MINSK (Reuters) - Belarus’s Supreme Court on Friday freed an editor jailed for reproducing cartoons of the Prophet Mohammad, one of three detainees whose release is seen by the West as key to improving ties with the ex-Soviet state.
Alexander Sdvizhkov, editor of the independent Zgoda (consensus) newspaper, was jailed for three years last month. He was freed after Belarus’s Supreme Court reduced his sentence to three months.
“The Supreme Court backed the appeal and, based on health and humanitarian considerations, reduced the sentence to three months,” said court spokeswoman Anastasia Tsimanovich. “Given the time spent in detention, he was released.”
The release of three remaining detainees viewed as “political prisoners” in the West is a fundamental condition set by Western countries for improving relations with Belarus, led by President Alexander Lukashenko since 1994.
Still in detention are Belarus’s most prominent inmate, academic Alexander Kozulin, who challenged Lukashenko’s bid for re-election in 1996, and Andrei Kim, a businessman detained in connection with protests last month by small entrepreneurs.
The 12 cartoons portraying the founder of Islam, including one showing the prophet with a bomb in his turban, first appeared in a Danish newspaper and outraged Muslims who saw them as blasphemous.
Belarussian authorities shut down Zgoda in March 2006, around the time when other European journals began reprinting the cartoons.
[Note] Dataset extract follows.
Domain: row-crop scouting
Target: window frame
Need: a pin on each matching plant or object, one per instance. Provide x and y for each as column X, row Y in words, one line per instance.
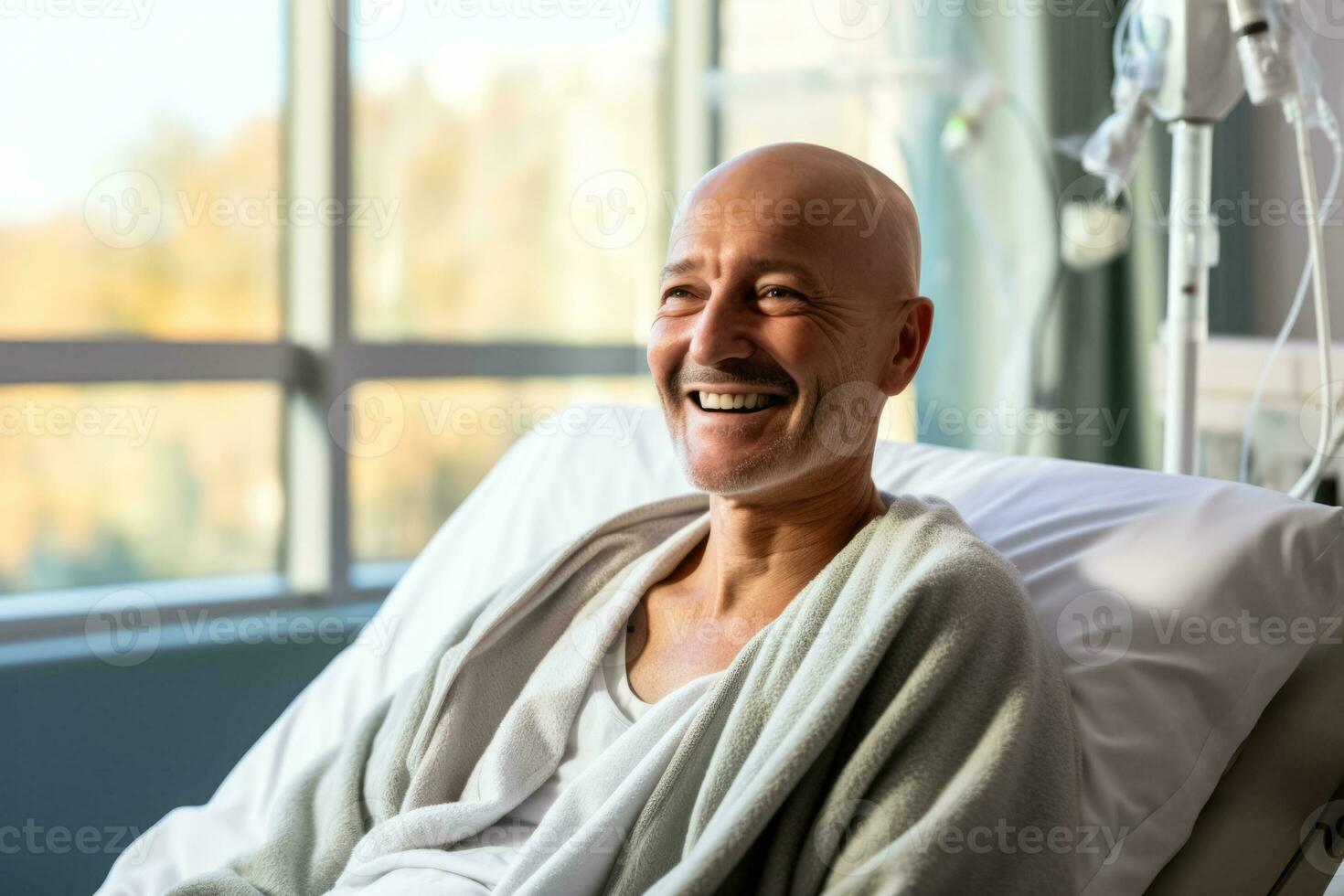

The drawings were reproduced in Danish newspapers this month in protest at an alleged plot to kill the cartoonist.
Lukashenko, accused by Western countries of crushing freedom of expression and assembly, is barred from entering the European Union and United States on grounds of rigging his re-election.
The president denies any political overtones in any conviction made by Belarussian courts. But last week he said the issue of detainees was “closed” after Kozulin was offered the chance to travel to Germany to seek treatment for his wife.
Kozulin was jailed for 5-1/2 years on charges of inciting violence in connection with mass protests that followed Lukashenko’s landslide election in 1996.
Lukashenko quarrelled last year with traditional ally Russia over energy prices, and Belarus then sought better ties with the West, which demanded in exchange improvements in what it saw as a poor human rights record.
In recent months, Belarussian courts have ordered the early release of several opposition activists.
The president has toned down criticism of the European Union, which has cautiously praised Minsk for the release of detainees and restraint in dealing with opposition rallies.